A year and a half later...

Since it’s officially summertime, and I’m traveling and mooching off my parents rather than maintaining any semblance of gainful employment, I figure now is as good a time as any to start writing again. I never really stopped, but for the past year and a half, my journals have been redundant entries that boil down to two things: an increasing hatred for and impatience with MS, and a concurrent loss of hope in God. My goal is to write despite my inability to get out of this funk. Point being, if you are looking for an optimistic, feel-good-type story, you might want to read someone else’s blog.

That’s my preface.

Lately I feel like I’m chronically raining on someone else’s parade. When friends call with news of marriage, pregnancy, new children, or new jobs, I’m having a harder and harder time answering the simple question, “How are you?” See, I have a few “friends” who – without much prompting – seize the opportunity to respond to the inquiry with a 20 minute soliloquy listing each and every grievance. The maladies are subject to almost daily changes and vary in extremity – from dust allergies to suspected organ failure. The only conclusion I can draw from this is that there are people out there who are genuinely unable to successfully function as humans.

I’m worried I’m becoming one of them.

So I’m learning to dodge the question and substitute a truthful response with a story about my dog or – during the school year – about my students. Sometimes, though, a piece of truth slips out. I’m worried that with it, my stock value as a friend will decline (or, at the very least, become much, much riskier to invest in).

Last week I went to a friend’s to play poker. (Read – to give away money.) I brought my dog with me so she could burn off some energy with my friend’s dog, and in between hands, one of the guys pointed out that she could benefit from some obedience training. That my dog is prone to minor bouts of misbehavior is undisputable: ten minutes into the poker game, she had stolen the other dog’s toys and destroyed them, drank a spilled beer off the floor and launched herself onto my lap to lick my ears and chew my nose. Really though, other than her overwhelming level of excitement and her occasional stubborn streak, she’s a pretty good dog. Especially since she’s still (sort of) a puppy.

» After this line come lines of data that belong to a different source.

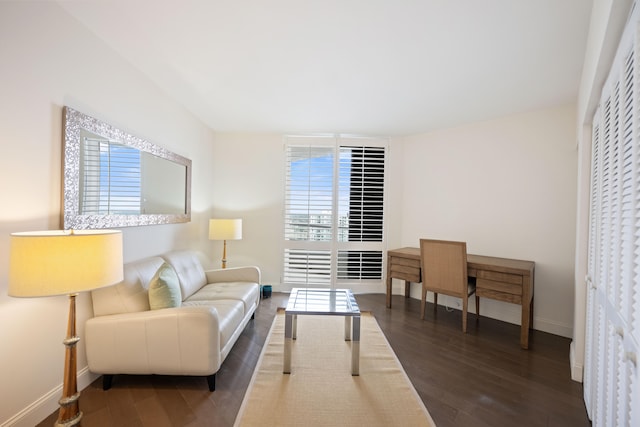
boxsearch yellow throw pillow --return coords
[149,262,182,310]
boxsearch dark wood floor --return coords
[39,293,590,427]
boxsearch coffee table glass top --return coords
[285,288,360,316]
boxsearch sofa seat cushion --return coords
[182,298,244,348]
[188,282,260,313]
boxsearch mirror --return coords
[63,107,191,229]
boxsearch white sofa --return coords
[85,251,260,391]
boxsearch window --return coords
[80,138,142,215]
[584,4,640,427]
[283,137,387,287]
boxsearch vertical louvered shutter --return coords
[584,5,640,427]
[79,138,142,215]
[283,137,386,287]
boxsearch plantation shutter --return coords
[283,137,386,287]
[79,138,142,215]
[584,2,640,427]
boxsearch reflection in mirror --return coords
[63,107,191,229]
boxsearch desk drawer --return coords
[476,270,522,287]
[476,277,522,295]
[387,257,422,283]
[389,256,422,268]
[389,266,422,283]
[476,287,522,304]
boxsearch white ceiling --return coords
[59,0,592,135]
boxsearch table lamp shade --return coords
[209,219,242,240]
[8,230,123,297]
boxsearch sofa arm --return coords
[85,306,222,375]
[205,266,260,284]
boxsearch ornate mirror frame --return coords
[62,107,191,229]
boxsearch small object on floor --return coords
[262,285,272,298]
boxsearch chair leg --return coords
[462,297,469,334]
[102,374,113,391]
[207,374,216,391]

Excuses aside, I acknowledged her misbehavior and – while laughing – added, “If I didn’t have that dog to feed, though, I’d definitely have killed myself by now!” I then realized that efforts at levity while alluding to suicide just aren’t funny. Especially since – even though they’re guys and thus generally oblivious to emotions – I think all four of them detected a slightly disturbing level of honesty behind my hyperbole.

I inwardly winced, awkwardly laughed and immediately changed the subject. Without further mention of my dog or suicide, the five of us continued our poker game.